The essential elements of the electrolyte debate used to be which electrolyte mix to recommend, how much to use and when to administer it. Recent developments from the world of endurance racing, however, have added another perhaps more important question to this electrolyte discussion and might well affect how equine veterinarians advise their clients in the future.Are electrolytes even necessary during a race?
The exceptional success of the French and Belgium endurance teams in recent international events has brought electrolyte use into question, since both of these teams administer minimal to no electrolytes during a competition. "Electrolyting is only the tip of the iceberg," says Leonard Liesens of the Belgium team. Riders from these countries are stressing harder pre-ride conditioning and more complete feeding before competition as means of avoiding electrolyte supplementation during races.
Research shows that during the average 160-km (100-mile) ride in moderately hot weather, a horse will lose about 30 to 40 liters of fluid, which includes 300 to 400 g of sodium chloride, 45 to 50 g of potassium and a small amount of magnesium.
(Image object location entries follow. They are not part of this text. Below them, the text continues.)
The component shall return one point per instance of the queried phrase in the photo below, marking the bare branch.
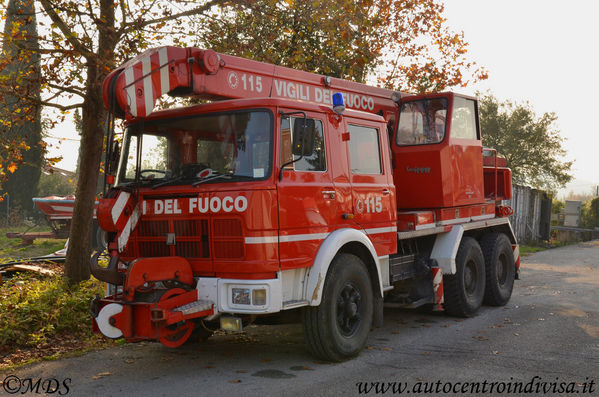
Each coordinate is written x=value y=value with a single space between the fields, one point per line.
x=72 y=90
x=62 y=107
x=66 y=31
x=195 y=11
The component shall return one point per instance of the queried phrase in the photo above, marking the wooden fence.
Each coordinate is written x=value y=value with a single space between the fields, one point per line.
x=532 y=213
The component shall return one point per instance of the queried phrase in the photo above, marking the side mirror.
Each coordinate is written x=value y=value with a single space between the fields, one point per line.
x=115 y=153
x=303 y=136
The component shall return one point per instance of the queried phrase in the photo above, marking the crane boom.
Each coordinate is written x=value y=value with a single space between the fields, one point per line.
x=206 y=74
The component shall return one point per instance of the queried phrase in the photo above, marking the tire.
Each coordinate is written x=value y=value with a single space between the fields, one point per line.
x=464 y=290
x=337 y=329
x=500 y=269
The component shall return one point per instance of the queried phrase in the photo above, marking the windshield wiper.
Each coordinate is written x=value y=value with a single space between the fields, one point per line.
x=212 y=178
x=167 y=182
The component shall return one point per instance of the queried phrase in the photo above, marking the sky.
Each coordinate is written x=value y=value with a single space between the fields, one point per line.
x=544 y=52
x=541 y=51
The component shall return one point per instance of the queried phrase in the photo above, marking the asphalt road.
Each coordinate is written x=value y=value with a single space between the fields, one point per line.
x=545 y=341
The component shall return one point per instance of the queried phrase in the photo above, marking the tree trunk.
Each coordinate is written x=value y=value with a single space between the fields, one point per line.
x=22 y=73
x=92 y=137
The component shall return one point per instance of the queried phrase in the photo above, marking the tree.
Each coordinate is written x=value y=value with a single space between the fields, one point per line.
x=82 y=42
x=85 y=40
x=405 y=42
x=20 y=110
x=531 y=144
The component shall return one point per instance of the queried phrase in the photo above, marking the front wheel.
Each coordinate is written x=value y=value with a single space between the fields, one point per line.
x=465 y=289
x=337 y=329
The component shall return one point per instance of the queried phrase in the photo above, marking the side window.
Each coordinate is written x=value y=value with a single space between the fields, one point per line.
x=364 y=150
x=422 y=122
x=463 y=121
x=316 y=161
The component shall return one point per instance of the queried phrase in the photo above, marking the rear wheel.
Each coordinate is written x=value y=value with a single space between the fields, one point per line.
x=337 y=329
x=500 y=268
x=464 y=290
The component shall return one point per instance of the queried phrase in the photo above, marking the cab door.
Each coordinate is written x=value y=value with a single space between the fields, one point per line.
x=373 y=192
x=306 y=194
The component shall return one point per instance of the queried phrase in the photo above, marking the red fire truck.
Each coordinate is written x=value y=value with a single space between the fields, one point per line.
x=290 y=191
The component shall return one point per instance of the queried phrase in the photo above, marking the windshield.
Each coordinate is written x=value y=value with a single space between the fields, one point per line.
x=202 y=148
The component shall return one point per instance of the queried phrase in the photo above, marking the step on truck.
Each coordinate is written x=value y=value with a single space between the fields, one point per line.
x=281 y=191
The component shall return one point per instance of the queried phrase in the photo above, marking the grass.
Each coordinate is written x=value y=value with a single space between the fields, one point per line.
x=41 y=317
x=13 y=248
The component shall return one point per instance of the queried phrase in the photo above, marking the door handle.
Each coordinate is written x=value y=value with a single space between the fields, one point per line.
x=330 y=193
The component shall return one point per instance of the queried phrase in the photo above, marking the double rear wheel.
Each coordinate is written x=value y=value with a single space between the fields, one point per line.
x=337 y=329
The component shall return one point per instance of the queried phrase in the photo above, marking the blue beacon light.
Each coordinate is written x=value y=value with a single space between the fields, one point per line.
x=338 y=105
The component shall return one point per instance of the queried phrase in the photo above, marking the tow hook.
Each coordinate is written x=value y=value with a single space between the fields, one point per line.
x=109 y=274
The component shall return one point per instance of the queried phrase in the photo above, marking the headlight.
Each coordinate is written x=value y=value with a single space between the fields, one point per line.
x=241 y=296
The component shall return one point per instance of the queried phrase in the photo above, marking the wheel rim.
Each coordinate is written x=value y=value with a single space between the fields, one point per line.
x=470 y=277
x=348 y=310
x=502 y=269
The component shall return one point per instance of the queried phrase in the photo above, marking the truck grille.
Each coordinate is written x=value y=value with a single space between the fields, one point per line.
x=192 y=239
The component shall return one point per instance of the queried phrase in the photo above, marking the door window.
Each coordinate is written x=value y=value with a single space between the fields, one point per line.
x=364 y=150
x=316 y=161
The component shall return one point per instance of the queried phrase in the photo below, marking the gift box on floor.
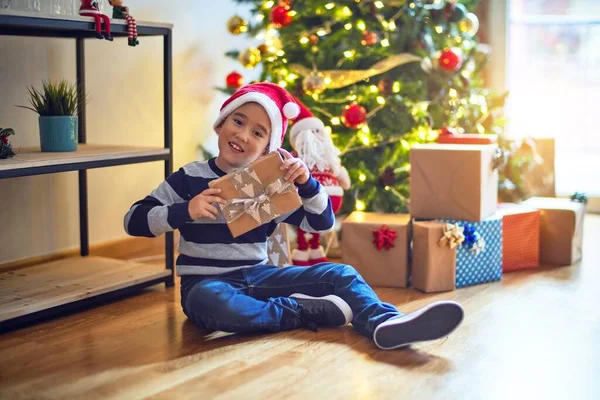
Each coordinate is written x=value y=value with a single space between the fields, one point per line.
x=433 y=267
x=520 y=236
x=561 y=229
x=468 y=138
x=256 y=194
x=455 y=181
x=479 y=255
x=377 y=245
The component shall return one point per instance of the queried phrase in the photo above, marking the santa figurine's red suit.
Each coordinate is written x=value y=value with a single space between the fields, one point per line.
x=314 y=146
x=90 y=8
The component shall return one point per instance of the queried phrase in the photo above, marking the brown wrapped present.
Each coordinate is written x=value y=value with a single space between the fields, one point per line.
x=561 y=229
x=433 y=260
x=256 y=194
x=377 y=246
x=453 y=181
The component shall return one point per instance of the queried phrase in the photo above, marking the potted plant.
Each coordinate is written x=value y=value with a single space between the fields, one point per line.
x=57 y=107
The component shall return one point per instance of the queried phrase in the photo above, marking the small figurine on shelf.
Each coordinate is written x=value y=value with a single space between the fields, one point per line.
x=90 y=8
x=122 y=12
x=6 y=150
x=314 y=146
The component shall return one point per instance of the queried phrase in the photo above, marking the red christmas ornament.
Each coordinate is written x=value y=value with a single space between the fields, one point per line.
x=447 y=130
x=281 y=15
x=383 y=238
x=369 y=38
x=354 y=116
x=234 y=80
x=450 y=60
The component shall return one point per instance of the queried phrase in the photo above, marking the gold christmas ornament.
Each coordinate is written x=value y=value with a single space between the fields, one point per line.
x=313 y=84
x=337 y=79
x=469 y=24
x=250 y=57
x=237 y=25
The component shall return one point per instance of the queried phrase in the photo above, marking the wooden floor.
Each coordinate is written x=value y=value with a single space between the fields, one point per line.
x=534 y=335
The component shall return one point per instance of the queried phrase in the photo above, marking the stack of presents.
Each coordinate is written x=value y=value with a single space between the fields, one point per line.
x=457 y=234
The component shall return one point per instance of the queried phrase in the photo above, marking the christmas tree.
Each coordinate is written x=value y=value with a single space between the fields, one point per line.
x=382 y=75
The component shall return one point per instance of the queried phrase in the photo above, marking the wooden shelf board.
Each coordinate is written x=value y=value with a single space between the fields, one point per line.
x=78 y=18
x=41 y=287
x=33 y=157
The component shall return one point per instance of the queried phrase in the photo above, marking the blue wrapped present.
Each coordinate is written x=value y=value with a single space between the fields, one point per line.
x=479 y=256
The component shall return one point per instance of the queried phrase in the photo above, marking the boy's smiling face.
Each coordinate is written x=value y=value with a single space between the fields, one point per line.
x=243 y=136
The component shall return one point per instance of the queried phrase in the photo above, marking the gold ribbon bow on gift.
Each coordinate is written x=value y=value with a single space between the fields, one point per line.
x=453 y=236
x=256 y=197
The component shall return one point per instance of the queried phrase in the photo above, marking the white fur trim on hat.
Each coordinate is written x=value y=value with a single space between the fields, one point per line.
x=291 y=110
x=306 y=123
x=270 y=107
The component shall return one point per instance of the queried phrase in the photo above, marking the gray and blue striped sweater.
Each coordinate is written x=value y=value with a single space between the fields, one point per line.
x=206 y=246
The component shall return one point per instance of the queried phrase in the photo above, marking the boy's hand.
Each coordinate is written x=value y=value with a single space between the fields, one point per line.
x=200 y=206
x=297 y=170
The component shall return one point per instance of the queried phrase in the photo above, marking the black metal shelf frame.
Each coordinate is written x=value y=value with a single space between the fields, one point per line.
x=80 y=29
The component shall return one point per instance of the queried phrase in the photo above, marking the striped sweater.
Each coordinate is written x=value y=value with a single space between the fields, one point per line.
x=206 y=246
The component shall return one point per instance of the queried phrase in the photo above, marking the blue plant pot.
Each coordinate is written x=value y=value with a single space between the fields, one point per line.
x=58 y=133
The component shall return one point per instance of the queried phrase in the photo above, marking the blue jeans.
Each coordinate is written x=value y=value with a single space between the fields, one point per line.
x=256 y=299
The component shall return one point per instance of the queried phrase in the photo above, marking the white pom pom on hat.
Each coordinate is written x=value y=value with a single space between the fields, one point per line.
x=291 y=110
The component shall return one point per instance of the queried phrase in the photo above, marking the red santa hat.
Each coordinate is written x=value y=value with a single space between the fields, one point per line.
x=277 y=102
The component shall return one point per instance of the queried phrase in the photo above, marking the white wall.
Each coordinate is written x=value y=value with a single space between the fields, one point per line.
x=39 y=215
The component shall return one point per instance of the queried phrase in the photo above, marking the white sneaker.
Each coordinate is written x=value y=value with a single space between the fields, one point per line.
x=432 y=322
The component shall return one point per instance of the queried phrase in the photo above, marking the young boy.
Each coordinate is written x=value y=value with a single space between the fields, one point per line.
x=225 y=282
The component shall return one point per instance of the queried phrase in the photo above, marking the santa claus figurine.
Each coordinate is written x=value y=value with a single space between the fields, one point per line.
x=90 y=8
x=314 y=146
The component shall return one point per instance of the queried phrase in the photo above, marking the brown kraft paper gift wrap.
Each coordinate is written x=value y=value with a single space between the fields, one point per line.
x=453 y=181
x=433 y=266
x=252 y=186
x=520 y=236
x=378 y=267
x=561 y=229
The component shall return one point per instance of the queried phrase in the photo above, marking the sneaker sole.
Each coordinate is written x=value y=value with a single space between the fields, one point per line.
x=434 y=322
x=338 y=301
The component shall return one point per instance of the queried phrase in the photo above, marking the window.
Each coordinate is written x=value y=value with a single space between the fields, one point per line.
x=553 y=75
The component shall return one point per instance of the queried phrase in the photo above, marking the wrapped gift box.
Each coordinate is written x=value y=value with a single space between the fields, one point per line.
x=468 y=138
x=520 y=236
x=454 y=181
x=377 y=245
x=433 y=266
x=561 y=229
x=256 y=194
x=479 y=257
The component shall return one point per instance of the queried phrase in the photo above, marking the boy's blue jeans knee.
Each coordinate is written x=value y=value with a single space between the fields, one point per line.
x=257 y=299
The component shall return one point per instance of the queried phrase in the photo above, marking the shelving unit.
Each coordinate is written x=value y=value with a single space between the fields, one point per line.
x=49 y=289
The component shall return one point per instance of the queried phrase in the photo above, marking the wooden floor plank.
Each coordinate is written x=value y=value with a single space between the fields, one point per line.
x=535 y=334
x=59 y=282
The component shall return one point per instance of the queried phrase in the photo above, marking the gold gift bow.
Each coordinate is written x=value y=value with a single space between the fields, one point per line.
x=453 y=236
x=235 y=208
x=336 y=79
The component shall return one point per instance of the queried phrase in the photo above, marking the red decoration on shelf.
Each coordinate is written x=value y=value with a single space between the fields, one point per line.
x=281 y=15
x=450 y=60
x=234 y=80
x=383 y=238
x=447 y=130
x=354 y=116
x=369 y=38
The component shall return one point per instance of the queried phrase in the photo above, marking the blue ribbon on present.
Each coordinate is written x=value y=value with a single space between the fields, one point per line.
x=473 y=239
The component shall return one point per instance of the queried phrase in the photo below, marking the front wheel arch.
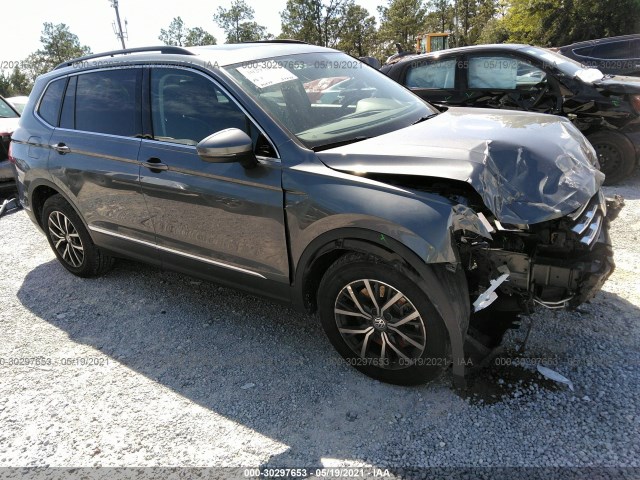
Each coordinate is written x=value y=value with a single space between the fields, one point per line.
x=323 y=252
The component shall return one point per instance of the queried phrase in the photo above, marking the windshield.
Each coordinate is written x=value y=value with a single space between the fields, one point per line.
x=326 y=99
x=6 y=111
x=566 y=65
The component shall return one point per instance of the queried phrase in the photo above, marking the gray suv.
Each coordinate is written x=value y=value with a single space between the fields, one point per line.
x=299 y=173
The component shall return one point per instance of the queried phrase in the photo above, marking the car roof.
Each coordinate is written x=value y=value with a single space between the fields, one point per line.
x=452 y=51
x=597 y=41
x=210 y=55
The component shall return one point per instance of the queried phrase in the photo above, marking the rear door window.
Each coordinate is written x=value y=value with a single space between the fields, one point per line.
x=438 y=75
x=106 y=102
x=612 y=50
x=49 y=109
x=499 y=72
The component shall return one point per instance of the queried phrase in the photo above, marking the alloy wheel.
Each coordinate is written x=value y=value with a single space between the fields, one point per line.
x=66 y=239
x=380 y=324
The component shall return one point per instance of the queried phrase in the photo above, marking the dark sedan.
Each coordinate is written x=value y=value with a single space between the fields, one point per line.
x=614 y=55
x=8 y=122
x=605 y=108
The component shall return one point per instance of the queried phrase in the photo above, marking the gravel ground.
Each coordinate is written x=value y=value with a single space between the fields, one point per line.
x=172 y=371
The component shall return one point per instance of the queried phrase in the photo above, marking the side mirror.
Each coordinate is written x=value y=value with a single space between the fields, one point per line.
x=226 y=146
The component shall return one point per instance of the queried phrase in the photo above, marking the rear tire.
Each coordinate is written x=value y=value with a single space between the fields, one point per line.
x=616 y=154
x=70 y=240
x=399 y=338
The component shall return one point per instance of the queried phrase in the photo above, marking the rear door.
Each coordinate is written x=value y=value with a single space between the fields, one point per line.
x=218 y=219
x=503 y=80
x=434 y=80
x=94 y=158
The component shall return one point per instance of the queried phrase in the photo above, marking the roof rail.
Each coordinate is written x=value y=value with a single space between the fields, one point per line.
x=279 y=40
x=166 y=49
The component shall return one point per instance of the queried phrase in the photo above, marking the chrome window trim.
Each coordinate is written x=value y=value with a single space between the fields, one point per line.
x=151 y=66
x=177 y=252
x=228 y=94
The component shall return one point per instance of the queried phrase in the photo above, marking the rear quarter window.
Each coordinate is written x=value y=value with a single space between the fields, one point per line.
x=49 y=108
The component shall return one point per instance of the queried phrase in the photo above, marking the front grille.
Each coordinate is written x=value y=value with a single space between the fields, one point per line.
x=588 y=223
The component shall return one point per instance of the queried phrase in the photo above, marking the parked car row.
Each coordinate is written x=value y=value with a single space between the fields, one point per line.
x=410 y=230
x=605 y=108
x=613 y=55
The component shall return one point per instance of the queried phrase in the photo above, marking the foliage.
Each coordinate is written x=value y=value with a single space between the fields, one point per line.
x=560 y=22
x=315 y=21
x=359 y=37
x=238 y=24
x=199 y=36
x=58 y=45
x=14 y=83
x=401 y=21
x=179 y=35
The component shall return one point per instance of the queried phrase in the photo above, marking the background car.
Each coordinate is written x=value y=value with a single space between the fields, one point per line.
x=521 y=77
x=390 y=219
x=9 y=117
x=613 y=55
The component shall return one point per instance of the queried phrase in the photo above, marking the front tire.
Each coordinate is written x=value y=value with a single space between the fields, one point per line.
x=70 y=240
x=616 y=154
x=381 y=321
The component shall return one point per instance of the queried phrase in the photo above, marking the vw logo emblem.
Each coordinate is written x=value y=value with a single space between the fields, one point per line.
x=379 y=323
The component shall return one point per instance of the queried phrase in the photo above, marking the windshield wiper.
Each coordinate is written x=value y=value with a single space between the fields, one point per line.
x=341 y=143
x=426 y=117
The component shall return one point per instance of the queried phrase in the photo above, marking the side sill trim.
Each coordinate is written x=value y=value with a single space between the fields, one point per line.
x=177 y=252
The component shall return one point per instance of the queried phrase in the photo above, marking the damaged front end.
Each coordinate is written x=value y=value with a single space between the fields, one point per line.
x=555 y=264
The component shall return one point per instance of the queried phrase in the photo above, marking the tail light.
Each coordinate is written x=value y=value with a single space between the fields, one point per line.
x=635 y=101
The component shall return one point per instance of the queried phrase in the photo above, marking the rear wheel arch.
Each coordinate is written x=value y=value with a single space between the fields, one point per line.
x=41 y=193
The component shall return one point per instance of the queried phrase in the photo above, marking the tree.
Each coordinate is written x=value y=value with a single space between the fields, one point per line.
x=58 y=45
x=14 y=83
x=559 y=22
x=401 y=21
x=179 y=35
x=176 y=34
x=238 y=24
x=440 y=16
x=199 y=36
x=359 y=36
x=315 y=21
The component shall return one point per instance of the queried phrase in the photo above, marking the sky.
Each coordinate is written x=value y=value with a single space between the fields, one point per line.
x=92 y=21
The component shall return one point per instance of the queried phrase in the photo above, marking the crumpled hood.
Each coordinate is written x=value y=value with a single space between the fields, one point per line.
x=527 y=167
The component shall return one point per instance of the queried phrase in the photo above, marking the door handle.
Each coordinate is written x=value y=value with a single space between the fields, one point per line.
x=155 y=164
x=61 y=148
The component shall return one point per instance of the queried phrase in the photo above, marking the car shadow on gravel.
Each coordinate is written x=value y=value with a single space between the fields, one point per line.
x=257 y=363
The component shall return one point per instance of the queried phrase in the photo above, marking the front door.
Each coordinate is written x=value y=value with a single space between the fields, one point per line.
x=94 y=152
x=220 y=219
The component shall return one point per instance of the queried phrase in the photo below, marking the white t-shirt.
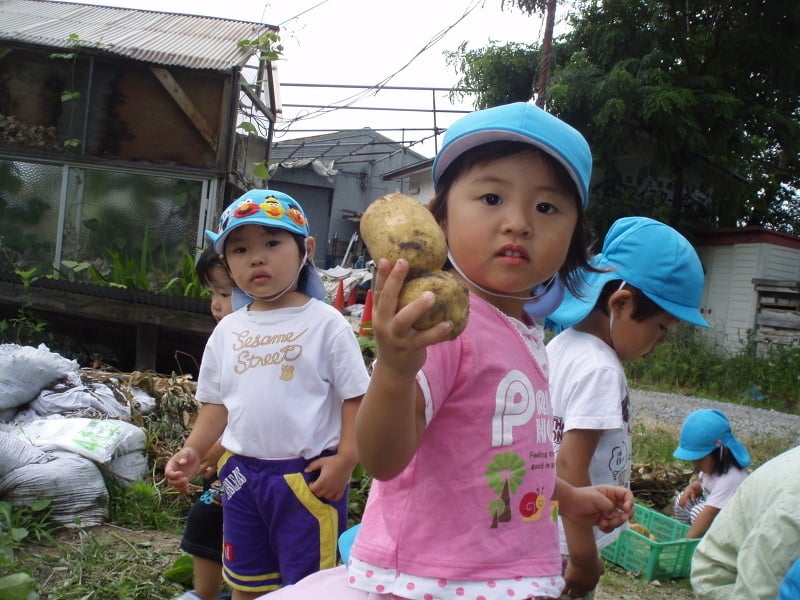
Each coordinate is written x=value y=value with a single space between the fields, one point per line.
x=589 y=390
x=719 y=489
x=283 y=376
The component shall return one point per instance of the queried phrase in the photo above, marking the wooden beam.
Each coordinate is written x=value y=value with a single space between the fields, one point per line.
x=186 y=105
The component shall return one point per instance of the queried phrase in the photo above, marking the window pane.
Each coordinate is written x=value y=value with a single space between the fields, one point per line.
x=28 y=215
x=134 y=225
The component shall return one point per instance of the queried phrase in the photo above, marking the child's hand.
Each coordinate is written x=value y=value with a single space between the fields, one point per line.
x=180 y=469
x=581 y=577
x=334 y=475
x=692 y=492
x=607 y=506
x=208 y=464
x=399 y=344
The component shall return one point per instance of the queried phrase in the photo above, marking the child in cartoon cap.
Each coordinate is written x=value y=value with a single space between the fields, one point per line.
x=646 y=279
x=456 y=433
x=719 y=459
x=280 y=381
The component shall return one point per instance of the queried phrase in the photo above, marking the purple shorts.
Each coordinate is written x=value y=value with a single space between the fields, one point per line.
x=276 y=531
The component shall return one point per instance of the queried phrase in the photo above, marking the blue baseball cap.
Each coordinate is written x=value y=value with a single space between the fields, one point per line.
x=705 y=430
x=650 y=256
x=519 y=122
x=269 y=208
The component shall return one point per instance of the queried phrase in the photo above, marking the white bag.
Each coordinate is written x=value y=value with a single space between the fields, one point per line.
x=25 y=371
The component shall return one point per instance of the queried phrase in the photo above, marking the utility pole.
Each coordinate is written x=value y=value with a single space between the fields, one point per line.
x=547 y=55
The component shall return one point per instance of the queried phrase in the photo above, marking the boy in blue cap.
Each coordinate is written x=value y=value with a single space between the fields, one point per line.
x=280 y=381
x=645 y=280
x=719 y=459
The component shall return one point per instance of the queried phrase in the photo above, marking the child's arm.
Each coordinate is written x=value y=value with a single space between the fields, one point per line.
x=702 y=522
x=208 y=428
x=336 y=471
x=692 y=492
x=606 y=506
x=208 y=464
x=391 y=419
x=572 y=465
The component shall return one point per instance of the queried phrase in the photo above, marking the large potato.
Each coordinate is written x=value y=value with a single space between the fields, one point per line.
x=452 y=300
x=396 y=226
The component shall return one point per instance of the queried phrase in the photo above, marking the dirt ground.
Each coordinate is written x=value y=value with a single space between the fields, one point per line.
x=616 y=584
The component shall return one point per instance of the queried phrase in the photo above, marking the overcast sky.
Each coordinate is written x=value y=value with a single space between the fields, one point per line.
x=365 y=42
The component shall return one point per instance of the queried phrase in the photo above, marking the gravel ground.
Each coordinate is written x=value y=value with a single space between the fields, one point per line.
x=669 y=410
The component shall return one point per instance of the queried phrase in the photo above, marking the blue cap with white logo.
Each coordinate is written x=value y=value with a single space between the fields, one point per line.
x=520 y=122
European veterinarians question whether this volume of loss can or should be replaced with the use of oral supplementation. They reason that highly concentrated electrolyte salt pastes given by mouth contribute to both oral and gastric ulceration and that this irritation can slow down the digestive process, which is a greater detriment to an exercising horse than any potential electrolyte imbalance.
"Additionally, one of the more serious repercussions with overuse of electrolytes is that athletes will third-space fluids," says Heidi Smith, DVM, an equine practitioner working at an international level at endurance events. "In other words, they begin to pull fluid back into the gut to bring the concentration of electrolytes there back to normal when they cannot transport the electrolytes across the gut wall fast enough or when the concentration is already high in the bloodstream and cells because of dehydration."
The end result may be that supplementation with concentrated electrolyte paste actually worsens dehydration in exercising horses and contributes to metabolic problems rather than helping to avoid them.
The other side of the debate
Research from the Ontario Veterinary College at the University of Guelph has shown that endurance horses and event horses with less pronounced fluid and electrolyte alterations during a competition were more successful than those with greater losses. This conclusion makes intuitive sense, and European veterinarians and riders would surely agree with these findings. But the debate still rages on as to the best method of reducing fluid and electrolyte losses. And the best answer may turn out to be the simplest.